5. How to treat vaginal dryness
Reassuringly, for those who suffer with vaginal dryness, there are treatments available.
'If you're taking HRT, you shouldn't really need anything else,' says Morton. 'But if for one reason or the other you still experience dryness, you can give your vagina some nourishment using some oestrogen cream or a pessary, twice a week. This should be plenty to keep the tissue well-nourished, healthy and resistant to germs.'
And it isn't just the vagina that needs TLC. 'Sex can become very painful because the urethra (the tube that drains urine from the bladder), which has also become quite thin like the vaginal tissue, is being rubbed. This can lead to stinging when you pass urine. Oestrogen cream can help this,' she adds.
6. Don't be shy about lube
There are times in every woman's life when using lubricant can alleviate the unwelcome symptoms of dryness, and women shouldn't feel reluctant or embarrassed about it.
'You might want to try a vaginal moisturiser or lubricant to make sure you're fully lubricated before sex,' says Woodbridge. 'There's a massive choice out there now. I'd recommend using a silicone based lubricant as the water based one dries very quickly. If you suffer with thrush, I wouldn't use ones with glycerine in it, as this can upset the vaginal environment and cause irritation.'
7. Find the right sexual position
To get the best out of your sex life, it's important to find the most comfortable sexual position. Make sure you're really relaxed, aroused and using lots of lubricant beforehand, advises.
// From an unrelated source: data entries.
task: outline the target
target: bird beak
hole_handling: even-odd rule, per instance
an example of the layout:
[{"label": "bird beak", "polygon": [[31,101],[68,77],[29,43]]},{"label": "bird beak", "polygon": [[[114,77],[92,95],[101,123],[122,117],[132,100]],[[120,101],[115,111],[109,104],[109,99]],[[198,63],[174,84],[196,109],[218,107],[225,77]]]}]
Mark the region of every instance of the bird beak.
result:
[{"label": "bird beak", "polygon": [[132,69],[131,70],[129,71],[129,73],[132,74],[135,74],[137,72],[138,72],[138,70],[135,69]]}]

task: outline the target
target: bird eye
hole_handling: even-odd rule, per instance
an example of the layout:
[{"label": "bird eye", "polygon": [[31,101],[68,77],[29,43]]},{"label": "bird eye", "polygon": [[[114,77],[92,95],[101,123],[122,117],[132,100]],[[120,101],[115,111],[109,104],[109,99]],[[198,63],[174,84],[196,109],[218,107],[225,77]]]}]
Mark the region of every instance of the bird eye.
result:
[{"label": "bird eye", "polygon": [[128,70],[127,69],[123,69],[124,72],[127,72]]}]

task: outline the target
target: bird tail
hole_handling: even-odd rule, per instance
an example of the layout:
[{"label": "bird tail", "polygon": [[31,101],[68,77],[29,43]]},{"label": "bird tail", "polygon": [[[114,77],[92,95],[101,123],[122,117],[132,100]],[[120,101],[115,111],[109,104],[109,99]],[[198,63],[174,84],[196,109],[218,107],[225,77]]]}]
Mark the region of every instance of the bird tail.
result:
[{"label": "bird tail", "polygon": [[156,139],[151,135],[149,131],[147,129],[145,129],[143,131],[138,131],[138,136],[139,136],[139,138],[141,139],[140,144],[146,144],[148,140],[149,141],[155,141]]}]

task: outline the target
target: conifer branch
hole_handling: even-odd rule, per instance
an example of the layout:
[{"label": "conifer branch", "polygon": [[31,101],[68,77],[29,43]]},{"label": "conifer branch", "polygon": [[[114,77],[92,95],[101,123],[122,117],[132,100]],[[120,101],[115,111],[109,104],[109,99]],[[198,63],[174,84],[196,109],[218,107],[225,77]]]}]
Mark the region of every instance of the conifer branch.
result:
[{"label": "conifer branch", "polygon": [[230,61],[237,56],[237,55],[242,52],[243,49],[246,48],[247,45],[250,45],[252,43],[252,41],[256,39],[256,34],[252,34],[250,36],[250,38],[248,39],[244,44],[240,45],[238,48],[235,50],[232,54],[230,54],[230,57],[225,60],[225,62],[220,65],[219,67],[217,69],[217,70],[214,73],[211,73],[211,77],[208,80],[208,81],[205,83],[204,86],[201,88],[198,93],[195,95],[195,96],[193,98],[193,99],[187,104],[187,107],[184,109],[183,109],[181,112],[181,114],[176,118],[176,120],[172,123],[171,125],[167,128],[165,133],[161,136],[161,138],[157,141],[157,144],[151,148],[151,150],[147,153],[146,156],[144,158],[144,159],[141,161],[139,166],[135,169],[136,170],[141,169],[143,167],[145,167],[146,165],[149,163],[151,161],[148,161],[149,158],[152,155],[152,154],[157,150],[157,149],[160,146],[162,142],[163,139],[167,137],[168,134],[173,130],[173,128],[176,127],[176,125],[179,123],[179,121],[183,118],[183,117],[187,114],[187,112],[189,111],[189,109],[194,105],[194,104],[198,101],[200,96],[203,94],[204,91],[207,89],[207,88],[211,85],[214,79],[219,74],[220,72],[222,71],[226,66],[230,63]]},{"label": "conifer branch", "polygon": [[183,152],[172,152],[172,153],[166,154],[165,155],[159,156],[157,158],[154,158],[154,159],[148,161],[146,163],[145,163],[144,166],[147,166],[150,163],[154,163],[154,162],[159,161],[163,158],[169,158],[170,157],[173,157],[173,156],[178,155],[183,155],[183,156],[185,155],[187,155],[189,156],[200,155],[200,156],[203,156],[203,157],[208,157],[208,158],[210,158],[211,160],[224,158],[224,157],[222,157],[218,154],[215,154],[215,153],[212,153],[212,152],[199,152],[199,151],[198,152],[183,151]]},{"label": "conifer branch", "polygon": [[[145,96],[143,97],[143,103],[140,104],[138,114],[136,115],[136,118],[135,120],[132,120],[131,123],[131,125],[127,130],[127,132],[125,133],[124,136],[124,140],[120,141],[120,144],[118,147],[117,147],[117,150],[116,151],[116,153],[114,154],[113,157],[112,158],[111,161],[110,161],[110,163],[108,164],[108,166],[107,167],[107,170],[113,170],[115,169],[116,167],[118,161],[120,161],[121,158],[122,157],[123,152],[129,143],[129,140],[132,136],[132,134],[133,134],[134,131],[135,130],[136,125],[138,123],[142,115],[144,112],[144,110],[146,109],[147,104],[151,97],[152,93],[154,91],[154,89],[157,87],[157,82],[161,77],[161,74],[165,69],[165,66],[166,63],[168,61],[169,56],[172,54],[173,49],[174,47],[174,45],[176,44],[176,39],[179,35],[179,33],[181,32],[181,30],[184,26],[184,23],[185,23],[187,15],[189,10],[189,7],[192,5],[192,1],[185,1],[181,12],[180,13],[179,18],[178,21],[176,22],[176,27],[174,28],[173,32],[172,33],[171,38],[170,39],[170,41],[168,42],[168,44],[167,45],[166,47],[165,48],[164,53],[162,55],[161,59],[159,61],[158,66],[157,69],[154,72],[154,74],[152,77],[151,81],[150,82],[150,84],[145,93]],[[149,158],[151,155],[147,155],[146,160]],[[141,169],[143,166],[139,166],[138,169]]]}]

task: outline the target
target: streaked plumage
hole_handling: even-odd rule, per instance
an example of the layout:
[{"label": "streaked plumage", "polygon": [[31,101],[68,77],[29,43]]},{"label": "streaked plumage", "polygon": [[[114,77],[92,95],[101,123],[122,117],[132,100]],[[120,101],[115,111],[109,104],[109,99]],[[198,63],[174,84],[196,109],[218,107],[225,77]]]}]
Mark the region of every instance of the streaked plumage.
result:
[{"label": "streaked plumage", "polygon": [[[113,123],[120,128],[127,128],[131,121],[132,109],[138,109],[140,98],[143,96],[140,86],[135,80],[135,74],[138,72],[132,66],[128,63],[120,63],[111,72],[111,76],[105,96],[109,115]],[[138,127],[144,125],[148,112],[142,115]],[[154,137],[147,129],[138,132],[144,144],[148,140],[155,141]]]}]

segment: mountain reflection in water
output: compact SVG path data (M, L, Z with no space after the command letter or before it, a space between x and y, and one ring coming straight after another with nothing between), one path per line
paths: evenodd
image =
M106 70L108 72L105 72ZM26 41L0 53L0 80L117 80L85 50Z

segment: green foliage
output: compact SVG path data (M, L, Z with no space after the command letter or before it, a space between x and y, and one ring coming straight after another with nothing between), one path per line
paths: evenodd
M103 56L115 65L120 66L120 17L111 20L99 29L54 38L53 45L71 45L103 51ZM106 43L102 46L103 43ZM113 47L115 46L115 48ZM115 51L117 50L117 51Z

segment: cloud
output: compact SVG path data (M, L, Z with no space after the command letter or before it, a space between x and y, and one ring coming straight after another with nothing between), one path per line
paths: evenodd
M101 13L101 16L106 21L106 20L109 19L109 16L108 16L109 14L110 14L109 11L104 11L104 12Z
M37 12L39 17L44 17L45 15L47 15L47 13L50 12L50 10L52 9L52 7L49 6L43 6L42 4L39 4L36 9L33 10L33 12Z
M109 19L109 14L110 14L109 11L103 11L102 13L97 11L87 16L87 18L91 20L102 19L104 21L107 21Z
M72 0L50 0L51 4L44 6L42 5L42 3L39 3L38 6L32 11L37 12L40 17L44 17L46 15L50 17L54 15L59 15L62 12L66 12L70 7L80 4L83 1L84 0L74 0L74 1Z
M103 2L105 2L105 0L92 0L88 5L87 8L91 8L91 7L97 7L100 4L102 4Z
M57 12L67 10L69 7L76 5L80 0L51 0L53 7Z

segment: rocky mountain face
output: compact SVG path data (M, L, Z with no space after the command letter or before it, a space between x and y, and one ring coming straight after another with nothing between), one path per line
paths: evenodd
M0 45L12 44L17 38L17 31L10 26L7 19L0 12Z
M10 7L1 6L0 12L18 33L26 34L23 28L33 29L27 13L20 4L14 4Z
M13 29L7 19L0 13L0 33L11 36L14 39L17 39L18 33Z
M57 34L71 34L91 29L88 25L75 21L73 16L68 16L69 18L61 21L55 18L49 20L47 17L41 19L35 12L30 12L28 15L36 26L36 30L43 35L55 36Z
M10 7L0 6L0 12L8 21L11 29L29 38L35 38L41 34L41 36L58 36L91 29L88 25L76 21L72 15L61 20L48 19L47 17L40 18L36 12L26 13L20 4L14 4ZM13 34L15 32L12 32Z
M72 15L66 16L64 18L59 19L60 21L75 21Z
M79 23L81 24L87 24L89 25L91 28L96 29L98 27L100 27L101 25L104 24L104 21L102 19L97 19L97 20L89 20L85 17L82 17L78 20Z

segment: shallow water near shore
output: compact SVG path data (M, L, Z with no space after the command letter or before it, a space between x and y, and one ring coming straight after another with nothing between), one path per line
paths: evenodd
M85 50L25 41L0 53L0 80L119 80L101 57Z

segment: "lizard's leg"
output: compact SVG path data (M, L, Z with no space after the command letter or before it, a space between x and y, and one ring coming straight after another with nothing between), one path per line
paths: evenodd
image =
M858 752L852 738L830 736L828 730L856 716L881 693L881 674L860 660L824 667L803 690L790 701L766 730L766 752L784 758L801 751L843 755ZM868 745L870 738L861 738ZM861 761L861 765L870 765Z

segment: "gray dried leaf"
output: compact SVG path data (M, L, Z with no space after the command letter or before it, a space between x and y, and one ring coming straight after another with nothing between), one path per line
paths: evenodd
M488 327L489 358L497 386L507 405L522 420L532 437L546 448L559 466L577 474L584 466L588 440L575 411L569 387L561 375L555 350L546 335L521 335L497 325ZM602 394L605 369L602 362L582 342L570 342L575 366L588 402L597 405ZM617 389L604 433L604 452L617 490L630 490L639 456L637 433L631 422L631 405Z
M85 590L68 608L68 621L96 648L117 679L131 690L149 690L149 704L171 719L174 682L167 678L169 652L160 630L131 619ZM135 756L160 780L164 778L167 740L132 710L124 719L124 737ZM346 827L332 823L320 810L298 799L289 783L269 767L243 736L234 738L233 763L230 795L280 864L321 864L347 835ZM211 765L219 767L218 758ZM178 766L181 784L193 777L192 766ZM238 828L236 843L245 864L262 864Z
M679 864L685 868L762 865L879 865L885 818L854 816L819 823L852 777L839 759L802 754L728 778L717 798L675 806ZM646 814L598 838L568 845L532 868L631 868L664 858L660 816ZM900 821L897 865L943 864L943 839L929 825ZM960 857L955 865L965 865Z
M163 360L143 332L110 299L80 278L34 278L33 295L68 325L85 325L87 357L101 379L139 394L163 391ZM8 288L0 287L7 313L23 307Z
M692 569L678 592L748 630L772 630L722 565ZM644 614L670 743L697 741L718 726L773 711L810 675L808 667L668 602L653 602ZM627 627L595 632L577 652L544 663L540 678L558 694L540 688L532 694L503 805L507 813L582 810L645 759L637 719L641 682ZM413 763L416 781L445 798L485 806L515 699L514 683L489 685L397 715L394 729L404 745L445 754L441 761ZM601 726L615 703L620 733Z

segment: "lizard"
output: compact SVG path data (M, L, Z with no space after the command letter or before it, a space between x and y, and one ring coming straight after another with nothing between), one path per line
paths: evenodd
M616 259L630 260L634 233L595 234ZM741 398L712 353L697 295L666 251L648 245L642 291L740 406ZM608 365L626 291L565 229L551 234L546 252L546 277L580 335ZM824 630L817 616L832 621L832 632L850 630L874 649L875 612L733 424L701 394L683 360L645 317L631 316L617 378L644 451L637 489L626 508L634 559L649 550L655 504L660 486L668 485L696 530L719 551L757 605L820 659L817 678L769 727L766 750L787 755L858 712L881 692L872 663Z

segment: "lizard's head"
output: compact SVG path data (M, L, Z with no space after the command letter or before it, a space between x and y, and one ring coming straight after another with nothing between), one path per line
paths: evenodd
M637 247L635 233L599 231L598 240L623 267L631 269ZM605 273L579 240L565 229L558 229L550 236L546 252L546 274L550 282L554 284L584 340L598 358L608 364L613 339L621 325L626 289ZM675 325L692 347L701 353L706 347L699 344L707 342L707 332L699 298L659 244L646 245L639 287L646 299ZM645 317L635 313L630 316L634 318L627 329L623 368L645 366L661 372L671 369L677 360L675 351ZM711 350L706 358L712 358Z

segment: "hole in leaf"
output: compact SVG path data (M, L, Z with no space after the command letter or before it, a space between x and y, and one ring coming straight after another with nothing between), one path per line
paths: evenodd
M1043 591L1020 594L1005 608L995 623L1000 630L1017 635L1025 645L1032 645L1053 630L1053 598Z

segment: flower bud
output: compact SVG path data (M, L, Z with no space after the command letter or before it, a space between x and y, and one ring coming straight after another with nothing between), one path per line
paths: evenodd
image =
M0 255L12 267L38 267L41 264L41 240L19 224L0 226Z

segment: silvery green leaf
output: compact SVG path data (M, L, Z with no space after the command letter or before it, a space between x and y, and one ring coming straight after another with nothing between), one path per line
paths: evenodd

'Put a couple of pillows under the small of your back or under your bottom in missionary position, as this raises your pelvis up and makes entry easier,' says Woodbridge. 'Or doggy style can help because it changes the location of the pressure inside. If you're on top, it can help as you can control the pressure and the rhythm and look after you own comfort. So, it's about experimenting with what works and what doesn't.'
8. Don't suffer in silence
Whatever you do, remember you are not alone. 'It's really important to educate yourself about all the different options,' says Woodbridge. 'And don't be discouraged about going to speak to your GP or a gynaecologist.'
⚠️ If you notice any unusual symptoms, such as bleeding, an unusual discharge or smell, speak to your doctor.